# Some Neat Tiger Wood! Oops Snakewood!



## wombat (Jun 10, 2011)

This was my first go with some Tiger wood. I knew there were dark vertical stripes in it, but there also ended being some neat little redish/orange half circles going horizontally. It came out a bit darker then I was expecting, but it just adds to the 'neatness' of the wood. Hope the pics do it justice.

I just realized the package the wood came in was mislabeled. The palm swell is actually snakewood!!

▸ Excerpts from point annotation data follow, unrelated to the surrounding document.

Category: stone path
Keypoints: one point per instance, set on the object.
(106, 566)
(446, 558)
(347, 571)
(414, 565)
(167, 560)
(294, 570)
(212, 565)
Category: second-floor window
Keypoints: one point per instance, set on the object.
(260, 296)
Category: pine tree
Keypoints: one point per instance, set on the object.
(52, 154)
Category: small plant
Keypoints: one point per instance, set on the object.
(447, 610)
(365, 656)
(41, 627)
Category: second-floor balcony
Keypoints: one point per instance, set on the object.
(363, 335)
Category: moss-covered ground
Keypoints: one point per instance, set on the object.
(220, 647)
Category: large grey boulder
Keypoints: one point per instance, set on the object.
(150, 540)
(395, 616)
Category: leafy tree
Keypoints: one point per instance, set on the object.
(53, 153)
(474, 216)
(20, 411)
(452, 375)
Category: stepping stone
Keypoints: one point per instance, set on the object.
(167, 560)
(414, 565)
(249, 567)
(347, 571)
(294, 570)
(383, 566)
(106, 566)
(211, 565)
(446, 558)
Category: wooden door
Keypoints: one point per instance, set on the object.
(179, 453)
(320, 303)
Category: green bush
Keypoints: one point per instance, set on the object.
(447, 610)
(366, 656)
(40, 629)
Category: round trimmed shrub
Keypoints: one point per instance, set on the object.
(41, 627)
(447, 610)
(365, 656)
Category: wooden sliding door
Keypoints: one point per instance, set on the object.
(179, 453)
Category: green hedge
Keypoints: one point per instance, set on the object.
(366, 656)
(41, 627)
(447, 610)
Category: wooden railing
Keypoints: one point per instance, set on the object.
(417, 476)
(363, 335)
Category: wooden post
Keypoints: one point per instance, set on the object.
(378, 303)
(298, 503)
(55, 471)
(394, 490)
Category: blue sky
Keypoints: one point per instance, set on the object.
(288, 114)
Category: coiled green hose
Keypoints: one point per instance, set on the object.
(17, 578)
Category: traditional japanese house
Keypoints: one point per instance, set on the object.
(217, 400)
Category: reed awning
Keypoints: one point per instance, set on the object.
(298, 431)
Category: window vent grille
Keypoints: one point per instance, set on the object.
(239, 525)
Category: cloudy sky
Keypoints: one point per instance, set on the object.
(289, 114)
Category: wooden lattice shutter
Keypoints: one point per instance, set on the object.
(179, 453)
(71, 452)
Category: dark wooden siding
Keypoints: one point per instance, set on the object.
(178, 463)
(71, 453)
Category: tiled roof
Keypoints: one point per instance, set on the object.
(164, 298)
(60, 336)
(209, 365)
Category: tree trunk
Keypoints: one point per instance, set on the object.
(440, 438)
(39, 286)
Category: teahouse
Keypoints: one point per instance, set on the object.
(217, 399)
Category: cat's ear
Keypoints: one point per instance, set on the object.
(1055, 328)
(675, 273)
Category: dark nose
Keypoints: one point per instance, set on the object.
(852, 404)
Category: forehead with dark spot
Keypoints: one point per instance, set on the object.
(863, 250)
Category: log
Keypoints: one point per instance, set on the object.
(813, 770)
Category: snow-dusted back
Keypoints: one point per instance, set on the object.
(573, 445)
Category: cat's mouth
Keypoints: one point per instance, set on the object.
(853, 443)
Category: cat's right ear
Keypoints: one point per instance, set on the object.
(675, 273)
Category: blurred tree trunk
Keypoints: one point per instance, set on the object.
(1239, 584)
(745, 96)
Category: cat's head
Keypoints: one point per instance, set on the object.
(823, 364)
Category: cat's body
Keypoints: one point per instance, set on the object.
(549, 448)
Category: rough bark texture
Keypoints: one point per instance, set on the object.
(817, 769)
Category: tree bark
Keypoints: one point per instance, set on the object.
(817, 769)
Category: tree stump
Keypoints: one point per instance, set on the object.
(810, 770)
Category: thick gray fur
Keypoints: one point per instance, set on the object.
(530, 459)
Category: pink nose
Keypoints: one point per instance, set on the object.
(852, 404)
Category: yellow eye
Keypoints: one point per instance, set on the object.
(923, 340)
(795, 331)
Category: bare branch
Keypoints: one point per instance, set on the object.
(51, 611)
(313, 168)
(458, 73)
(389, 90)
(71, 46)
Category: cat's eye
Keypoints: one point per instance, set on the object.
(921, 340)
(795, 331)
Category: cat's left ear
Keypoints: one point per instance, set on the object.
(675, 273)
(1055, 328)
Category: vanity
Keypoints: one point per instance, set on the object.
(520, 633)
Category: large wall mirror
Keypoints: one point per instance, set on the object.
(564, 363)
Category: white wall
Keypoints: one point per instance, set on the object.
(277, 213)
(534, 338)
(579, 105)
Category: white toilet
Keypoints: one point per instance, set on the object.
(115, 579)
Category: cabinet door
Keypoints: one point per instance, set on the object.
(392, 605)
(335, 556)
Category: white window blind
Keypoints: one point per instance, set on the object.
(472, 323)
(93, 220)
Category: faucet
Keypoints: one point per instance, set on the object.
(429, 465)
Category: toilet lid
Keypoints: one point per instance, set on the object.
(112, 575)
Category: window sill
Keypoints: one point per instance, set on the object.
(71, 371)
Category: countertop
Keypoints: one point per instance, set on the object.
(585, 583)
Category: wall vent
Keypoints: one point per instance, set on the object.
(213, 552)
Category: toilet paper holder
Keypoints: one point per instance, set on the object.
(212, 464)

On a Karri 'Albacore' finished with an oil based poly.


----------



## bullseyeben! (Apr 24, 2011)

Beautifull Walter! What's its like to work with? 
As usual, a stunning piece








Cheers!


----------



## Dayhiker (Mar 13, 2010)

Handsome wood. That's a great combination, very warm.


----------



## wood'n'rubber (Jan 25, 2012)

Love the color! Good work! Good pics too!


----------



## rockslinger (Nov 16, 2010)

Very cool!! Nice job!


----------



## Jakerock (Mar 8, 2012)

Applause! So good.


----------



## f00by (May 18, 2010)

very nice wombat. I am start to get jealous of everyone and their 'fancy, fancy' woods.


----------



## Btoon84 (Nov 22, 2011)

Lovely piece my friend! The tiger wood is awesome


----------



## wombat (Jun 10, 2011)

bullseyeben! said:


> Beautifull Walter! What's its like to work with?
> As usual, a stunning piece
> 
> 
> ...


g'day bull. it was nice to work with, sanded up fairly easily. I've got to make one out of Tassie oak now, so I can have a Tasmanian Tiger!!


----------



## Mr.Teh (Feb 28, 2012)

Yeah wonderful, great wood combination, like it


----------



## rosco (Jan 10, 2012)

Fabulous piece. I'm mucking around with fancy timbers now too and just beginning to realise that you need more than just a fancy bit of wood, you need to know how to use it....you know how to use to it!

Top job Batters!


----------



## Sean (Nov 17, 2011)

Lovely slingshots there Wombat. I just gave away a box of the stuff to a knife making friend who needs wood for
his scales.

When I read the title of this thread originally, I was expecting it should've been put in the 'general off topic' and to
be seeing some cool golf shots.


----------



## Chepo69 (May 1, 2010)

Muy chula! looks great!


----------



## Bob Fionda (Apr 6, 2011)

Very nice catty!


----------



## wombat (Jun 10, 2011)

I just discovered the swell is Snake wood and NOT Tiger wood!!! The package was mislabeled.


----------



## Btoon84 (Nov 22, 2011)

wombat said:


> I just discovered the swell is Snake wood and NOT Tiger wood!!! The package was mislabeled.


Unacceptable.


----------



## wombat (Jun 10, 2011)

Btoon84 said:


> I just discovered the swell is Snake wood and NOT Tiger wood!!! The package was mislabeled.


Unacceptable.








[/quote]

Haha yeah I'm disappointed, I had planned to make one with Tasmanian oak so I could have a Tasmanian Tiger!!


----------



## Btoon84 (Nov 22, 2011)

In that case you should be searching for a devilwood tree


----------



## The Warrior (Jan 30, 2012)

Really nice work.


----------



## polarmatrix (Dec 2, 2012)

beautiful. i love the combo/option style. this is the first i've seen since joining last week. will definately add this feature to whatever i make.
cheers,


----------



## ian pearce (Oct 2, 2012)

Lovely slingshot wombat.


----------



## rapidray (Dec 15, 2012)

Very nice slingshot you have there. I like the way the two colors complement each other!


----------